The general business conditions index in the New York Fed's Empire State manufacturing survey for April rebounds to 11.0 in April after minus 0.2 in March. The April index is well above the consensus of minus 2.0 in the Econoday survey of forecasters. The improved perception of current conditions should be read with caution. This index tends to be volatile and can exhibit big month-to-month swings. Survey respondents are probably reacting to ongoing expansion in new orders that is accompanied by growing backlogs to support activity in the coming months. However, the index for future business conditions falls to 19.6 in April from 31.0 in March.

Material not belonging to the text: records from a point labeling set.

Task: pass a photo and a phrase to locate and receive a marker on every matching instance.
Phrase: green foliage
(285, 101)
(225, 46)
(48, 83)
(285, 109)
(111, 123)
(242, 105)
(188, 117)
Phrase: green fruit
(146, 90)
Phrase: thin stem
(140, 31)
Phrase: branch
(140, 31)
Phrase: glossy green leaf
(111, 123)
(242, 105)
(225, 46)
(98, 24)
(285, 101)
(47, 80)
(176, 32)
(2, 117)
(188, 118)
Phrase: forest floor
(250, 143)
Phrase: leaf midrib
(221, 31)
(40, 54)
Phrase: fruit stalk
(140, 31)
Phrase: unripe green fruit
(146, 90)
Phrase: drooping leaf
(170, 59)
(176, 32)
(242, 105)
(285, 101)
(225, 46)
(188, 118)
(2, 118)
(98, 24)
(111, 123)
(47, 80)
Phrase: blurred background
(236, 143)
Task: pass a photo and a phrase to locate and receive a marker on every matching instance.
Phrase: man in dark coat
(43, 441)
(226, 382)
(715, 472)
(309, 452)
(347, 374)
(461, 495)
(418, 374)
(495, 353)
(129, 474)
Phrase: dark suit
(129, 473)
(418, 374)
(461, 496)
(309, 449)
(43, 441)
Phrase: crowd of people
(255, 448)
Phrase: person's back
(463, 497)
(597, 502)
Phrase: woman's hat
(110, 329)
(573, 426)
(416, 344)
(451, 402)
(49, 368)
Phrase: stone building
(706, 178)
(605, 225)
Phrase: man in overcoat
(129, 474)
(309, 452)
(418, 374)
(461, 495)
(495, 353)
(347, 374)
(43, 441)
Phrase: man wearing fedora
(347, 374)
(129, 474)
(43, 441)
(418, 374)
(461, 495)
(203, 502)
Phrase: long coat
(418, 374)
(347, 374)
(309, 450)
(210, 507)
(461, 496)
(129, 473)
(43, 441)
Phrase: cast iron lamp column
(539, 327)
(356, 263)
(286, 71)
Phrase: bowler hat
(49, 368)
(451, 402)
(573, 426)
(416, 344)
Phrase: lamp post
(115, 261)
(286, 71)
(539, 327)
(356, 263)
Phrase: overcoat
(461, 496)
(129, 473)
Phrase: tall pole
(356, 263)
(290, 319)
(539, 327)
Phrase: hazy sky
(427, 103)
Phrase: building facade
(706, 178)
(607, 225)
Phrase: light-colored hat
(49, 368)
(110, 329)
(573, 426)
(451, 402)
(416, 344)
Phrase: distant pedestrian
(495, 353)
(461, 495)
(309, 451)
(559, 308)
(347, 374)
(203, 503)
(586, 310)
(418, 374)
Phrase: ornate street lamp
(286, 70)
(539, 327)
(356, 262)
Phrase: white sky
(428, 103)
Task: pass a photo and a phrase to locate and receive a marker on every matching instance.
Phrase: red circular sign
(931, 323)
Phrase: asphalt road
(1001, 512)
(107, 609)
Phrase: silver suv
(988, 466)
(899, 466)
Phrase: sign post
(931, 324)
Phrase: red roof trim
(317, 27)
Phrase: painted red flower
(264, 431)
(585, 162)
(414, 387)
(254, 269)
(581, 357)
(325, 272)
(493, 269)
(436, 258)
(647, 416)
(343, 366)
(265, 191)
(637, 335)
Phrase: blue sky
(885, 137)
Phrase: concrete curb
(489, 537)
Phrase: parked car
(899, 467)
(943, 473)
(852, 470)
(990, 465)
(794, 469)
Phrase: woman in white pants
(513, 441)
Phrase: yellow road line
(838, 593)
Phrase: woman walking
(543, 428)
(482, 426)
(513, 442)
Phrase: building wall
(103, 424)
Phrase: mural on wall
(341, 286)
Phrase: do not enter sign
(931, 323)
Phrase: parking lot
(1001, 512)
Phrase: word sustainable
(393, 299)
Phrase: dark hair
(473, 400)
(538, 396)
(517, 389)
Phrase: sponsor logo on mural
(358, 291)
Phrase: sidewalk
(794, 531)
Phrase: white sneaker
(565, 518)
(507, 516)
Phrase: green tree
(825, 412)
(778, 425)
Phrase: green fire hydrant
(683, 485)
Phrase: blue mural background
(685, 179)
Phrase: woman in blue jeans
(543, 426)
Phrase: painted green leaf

It retraces the more optimistic readings of the prior four months and suggests that economic uncertainty is weighing on manufacturers' outlook.

One of the big concerns is in higher costs for the factory sector from commodities prices. The current prices paid index jumps to 51.0 in April from 36.6 in March and is the highest since 52.6 in October 2025. Progress in disinflation for the factory sector has been halted. The index for prices received is little changed at 21.8 in April from 21.4 in March and indicates that pass through of higher costs is going to be challenging, but not absent. The future prices paid index jumps to 61.6 in April after 43.1 in March. The future index for prices received is up to 38.6 in April from 32.4 in March. The region's manufacturers are not expecting prices to come down soon.

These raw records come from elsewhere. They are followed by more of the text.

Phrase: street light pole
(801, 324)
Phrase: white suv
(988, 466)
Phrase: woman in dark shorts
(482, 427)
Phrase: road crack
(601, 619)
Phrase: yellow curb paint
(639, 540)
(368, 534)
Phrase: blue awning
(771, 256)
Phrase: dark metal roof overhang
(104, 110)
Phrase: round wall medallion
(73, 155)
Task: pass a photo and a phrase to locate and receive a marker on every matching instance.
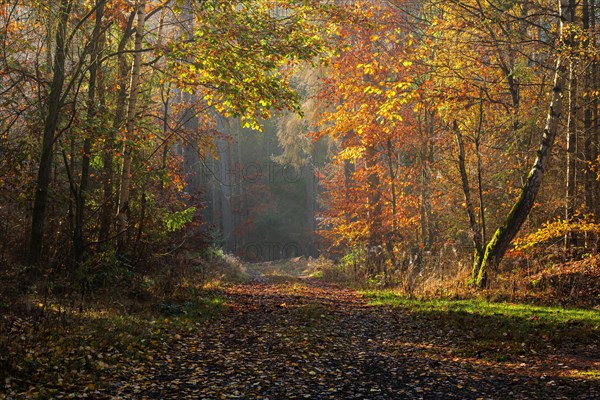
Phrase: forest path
(293, 337)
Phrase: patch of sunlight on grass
(555, 315)
(590, 374)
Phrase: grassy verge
(499, 331)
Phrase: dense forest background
(393, 137)
(277, 199)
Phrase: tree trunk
(498, 245)
(124, 192)
(108, 203)
(475, 231)
(97, 45)
(50, 126)
(571, 192)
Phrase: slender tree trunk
(374, 210)
(478, 134)
(50, 127)
(571, 192)
(498, 245)
(108, 203)
(124, 192)
(592, 188)
(475, 231)
(97, 46)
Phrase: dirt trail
(290, 337)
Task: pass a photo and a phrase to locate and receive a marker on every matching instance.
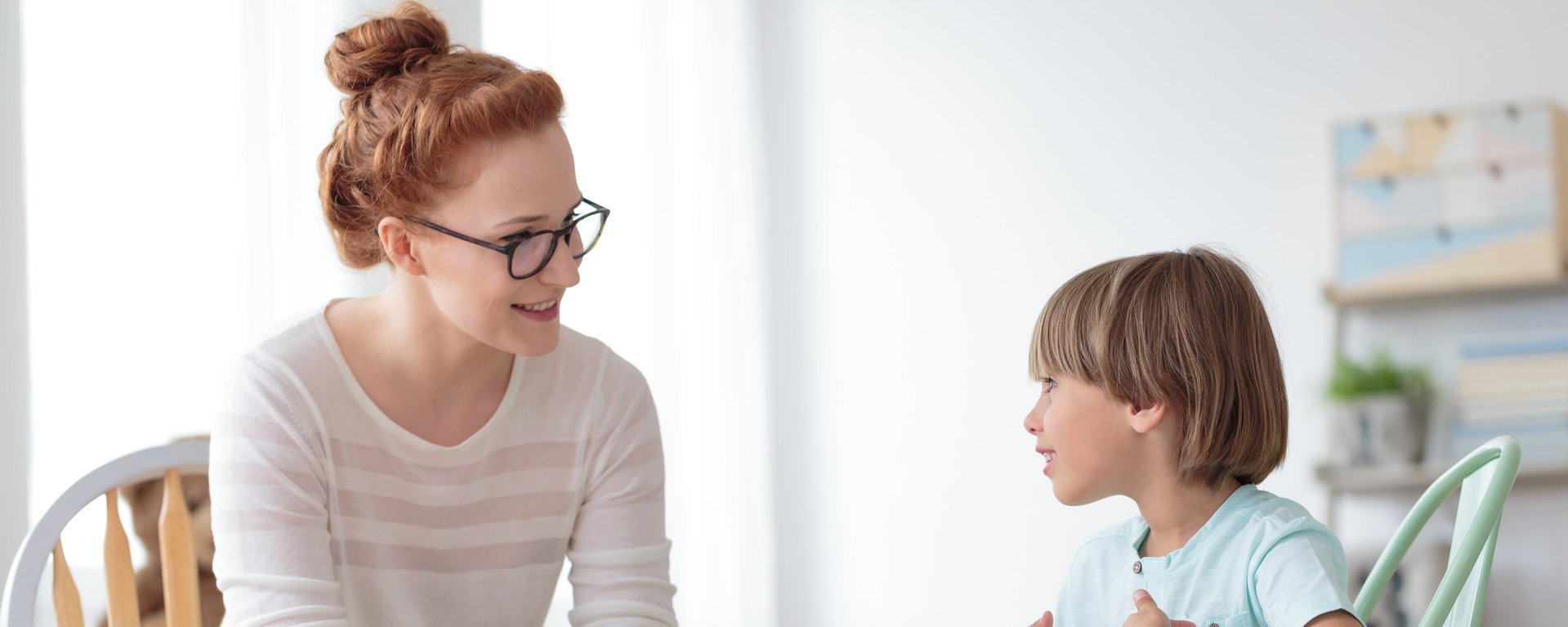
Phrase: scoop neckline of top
(385, 422)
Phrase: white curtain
(173, 220)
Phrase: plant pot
(1377, 430)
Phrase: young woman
(431, 454)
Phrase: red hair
(414, 104)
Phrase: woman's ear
(1145, 416)
(399, 245)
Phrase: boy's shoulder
(1269, 513)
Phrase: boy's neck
(1177, 512)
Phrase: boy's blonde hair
(1181, 328)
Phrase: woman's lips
(551, 311)
(1051, 459)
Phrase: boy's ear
(1145, 416)
(399, 245)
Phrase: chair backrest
(176, 549)
(1484, 478)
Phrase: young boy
(1161, 381)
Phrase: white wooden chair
(174, 536)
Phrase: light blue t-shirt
(1261, 560)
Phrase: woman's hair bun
(385, 46)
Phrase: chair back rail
(1484, 478)
(18, 606)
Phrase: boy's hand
(1150, 615)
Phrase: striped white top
(328, 513)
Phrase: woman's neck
(426, 374)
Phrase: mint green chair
(1484, 478)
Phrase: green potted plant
(1380, 411)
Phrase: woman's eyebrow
(521, 220)
(535, 218)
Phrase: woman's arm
(619, 549)
(270, 519)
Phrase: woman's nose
(1030, 423)
(561, 268)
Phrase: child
(1161, 381)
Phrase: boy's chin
(1073, 497)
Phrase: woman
(430, 455)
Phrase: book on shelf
(1517, 384)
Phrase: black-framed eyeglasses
(530, 251)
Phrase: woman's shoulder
(585, 355)
(295, 341)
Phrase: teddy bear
(146, 502)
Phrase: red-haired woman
(431, 454)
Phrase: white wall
(13, 290)
(940, 168)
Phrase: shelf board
(1373, 478)
(1525, 287)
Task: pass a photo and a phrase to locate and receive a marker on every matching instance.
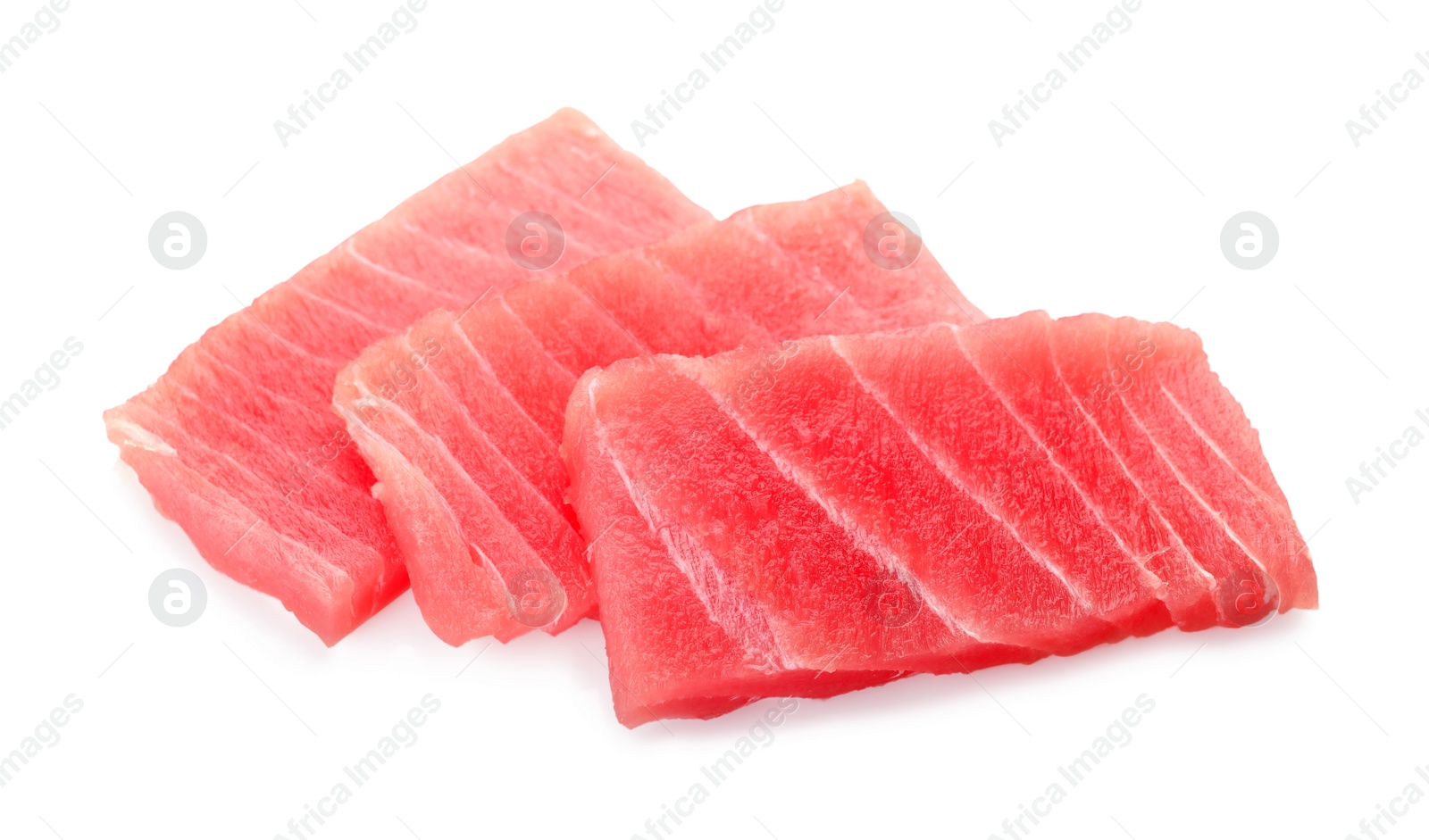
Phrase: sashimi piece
(238, 442)
(511, 359)
(1015, 357)
(738, 502)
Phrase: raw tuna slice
(462, 414)
(840, 511)
(238, 442)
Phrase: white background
(1109, 199)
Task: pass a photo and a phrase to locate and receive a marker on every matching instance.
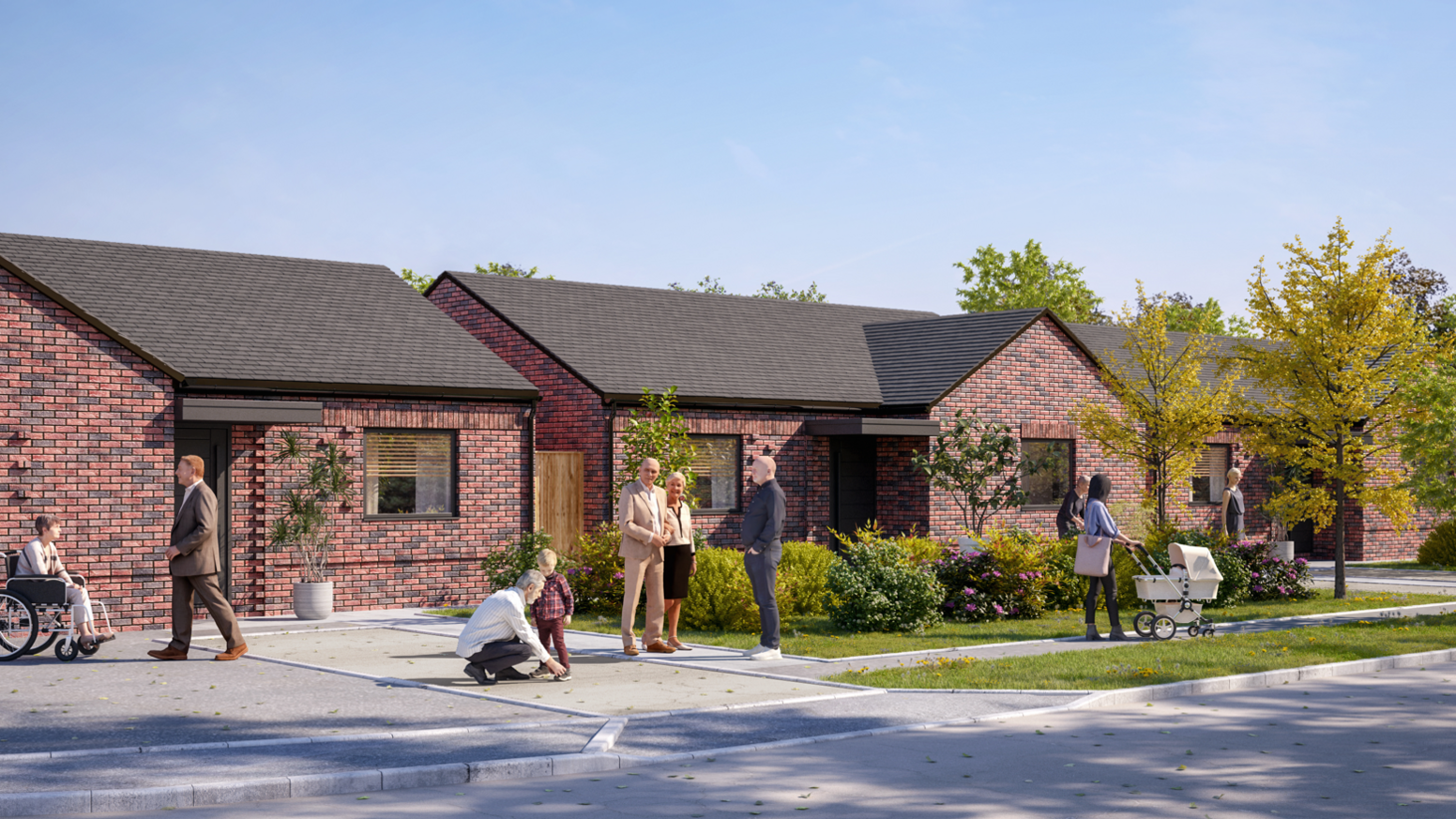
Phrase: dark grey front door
(852, 481)
(208, 442)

The index for new orders is up to 19.3 in April from 6.4 in March while the index for order backlogs moderates slightly to 9.1 after 10.8. The orders index is the highest since 19.6 in April 2023. The pace for order backlogs remain about on trend for the past three months. The shipments index speeds up to 20.2 in April after minus 6.9 in March and minus 1.0 in February. Factories are catching up on incoming orders and moving them out, especially after weather delays during the winter months.
The index for delivery times is 12.1 in April after 13.7 in March. Supply chain movement has slowed down but not enough to yet constitute a problem, but bottlenecks could be forming. The index for inventories continues to show modest expansion at 5.1 in April after 6.9 in March.

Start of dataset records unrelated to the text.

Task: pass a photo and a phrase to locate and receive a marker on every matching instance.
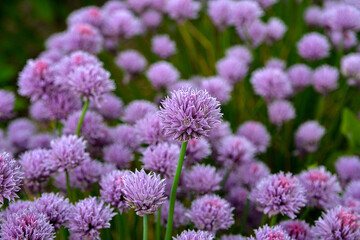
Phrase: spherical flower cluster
(279, 193)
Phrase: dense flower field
(188, 120)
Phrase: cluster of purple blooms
(122, 156)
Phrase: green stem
(173, 192)
(78, 128)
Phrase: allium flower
(348, 169)
(217, 87)
(300, 76)
(321, 187)
(202, 179)
(55, 207)
(194, 235)
(338, 223)
(279, 193)
(232, 69)
(68, 151)
(313, 46)
(211, 213)
(161, 159)
(11, 177)
(27, 224)
(180, 218)
(112, 189)
(144, 192)
(270, 233)
(256, 133)
(271, 83)
(137, 110)
(235, 151)
(297, 230)
(119, 155)
(189, 114)
(163, 46)
(280, 111)
(162, 75)
(7, 101)
(308, 136)
(325, 79)
(88, 217)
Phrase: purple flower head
(194, 235)
(325, 79)
(211, 213)
(161, 159)
(279, 193)
(220, 13)
(137, 110)
(270, 233)
(144, 192)
(313, 46)
(280, 111)
(297, 230)
(217, 87)
(27, 224)
(235, 151)
(300, 76)
(189, 113)
(112, 189)
(162, 75)
(338, 223)
(232, 69)
(308, 136)
(119, 155)
(55, 207)
(180, 10)
(256, 133)
(322, 188)
(10, 176)
(68, 151)
(7, 101)
(202, 179)
(88, 217)
(163, 46)
(271, 83)
(348, 169)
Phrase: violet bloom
(7, 101)
(161, 159)
(144, 192)
(280, 111)
(27, 224)
(308, 136)
(211, 213)
(162, 75)
(112, 189)
(189, 114)
(232, 69)
(202, 179)
(55, 207)
(325, 79)
(271, 83)
(163, 46)
(322, 188)
(279, 193)
(313, 46)
(88, 217)
(11, 178)
(348, 169)
(338, 223)
(256, 133)
(300, 76)
(137, 110)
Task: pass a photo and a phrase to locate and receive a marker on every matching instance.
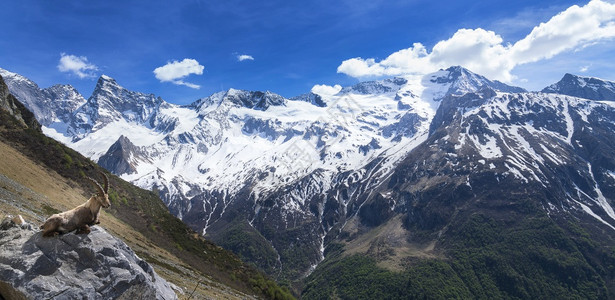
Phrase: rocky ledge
(93, 266)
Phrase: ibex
(81, 217)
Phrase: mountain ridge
(305, 174)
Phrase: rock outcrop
(93, 266)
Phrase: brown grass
(47, 190)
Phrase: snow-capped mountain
(276, 164)
(277, 179)
(583, 87)
(51, 105)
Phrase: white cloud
(77, 65)
(326, 90)
(485, 52)
(243, 57)
(175, 71)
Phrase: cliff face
(93, 266)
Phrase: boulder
(71, 266)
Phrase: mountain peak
(463, 81)
(583, 87)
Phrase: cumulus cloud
(175, 71)
(77, 65)
(325, 90)
(243, 57)
(485, 52)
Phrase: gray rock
(93, 266)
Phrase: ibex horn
(106, 182)
(97, 185)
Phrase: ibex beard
(81, 217)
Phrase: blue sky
(290, 46)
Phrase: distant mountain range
(394, 169)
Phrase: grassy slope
(56, 174)
(480, 258)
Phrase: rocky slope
(583, 87)
(297, 167)
(40, 177)
(446, 183)
(509, 192)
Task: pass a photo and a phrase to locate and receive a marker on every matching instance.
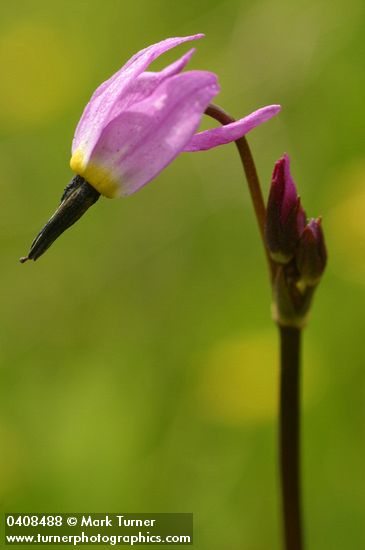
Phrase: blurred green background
(138, 360)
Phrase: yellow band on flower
(100, 178)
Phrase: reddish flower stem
(289, 435)
(251, 175)
(289, 414)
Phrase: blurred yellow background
(138, 359)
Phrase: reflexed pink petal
(146, 83)
(135, 146)
(99, 110)
(230, 132)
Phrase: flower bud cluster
(295, 245)
(288, 235)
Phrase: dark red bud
(285, 217)
(311, 254)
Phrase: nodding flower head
(138, 121)
(285, 217)
(135, 124)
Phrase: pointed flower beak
(135, 124)
(285, 217)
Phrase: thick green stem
(290, 436)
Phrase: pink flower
(311, 254)
(137, 122)
(285, 217)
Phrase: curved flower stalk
(135, 124)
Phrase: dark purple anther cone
(285, 217)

The index for employment shows hiring is increasing at 9.8 in April after 5.8 in March and 4.0 in February. Factories may be hiring where they can find skilled workers. The index for the average workweek is up to 13.7 in April after 1.9 in March. Factories are adding hours as well as bringing on new workers.

Market Consensus Before Announcement

Manufacturing seen sluggish with the index barely in contraction territory at minus 2.0 for April, down from an already unimpressive minus 0.2 in March.

Definition

The New York Fed conducts this monthly survey of manufacturers in New York State. Participants from across the state represent a variety of industries. On the first of each month, the same pool of roughly 200 manufacturing executives (usually the CEO or the president) is sent a questionnaire to report the change in an assortment of indicators from the previous month. Respondents also give their views about the likely direction of these same indicators six months ahead.

Description

Investors track economic data like the Empire State Manufacturing Survey to understand the economic backdrop for the various markets. The stock market likes to see healthy economic growth because that translates to higher corporate profits. The bond market prefers a moderate growth environment that won't generate inflationary pressures. The Empire Manufacturing Survey gives a detailed look at New York state's manufacturing sector, how busy it is and where things are headed. Since manufacturing is a major sector of the economy, this report has a big influence on the markets. Some of the Empire State Survey sub-indexes also provide insight on commodity prices and other clues on inflation. The Federal Reserve closely watches this report because when inflation signals are flashing, policymakers can reset the direction of interest rates. As a consequence, the bond market can be highly sensitive to this report. The equity market is also sensitive to this report because it is the first clue on the nation's manufacturing sector, reported in advance of the Philadelphia Fed's business outlook survey.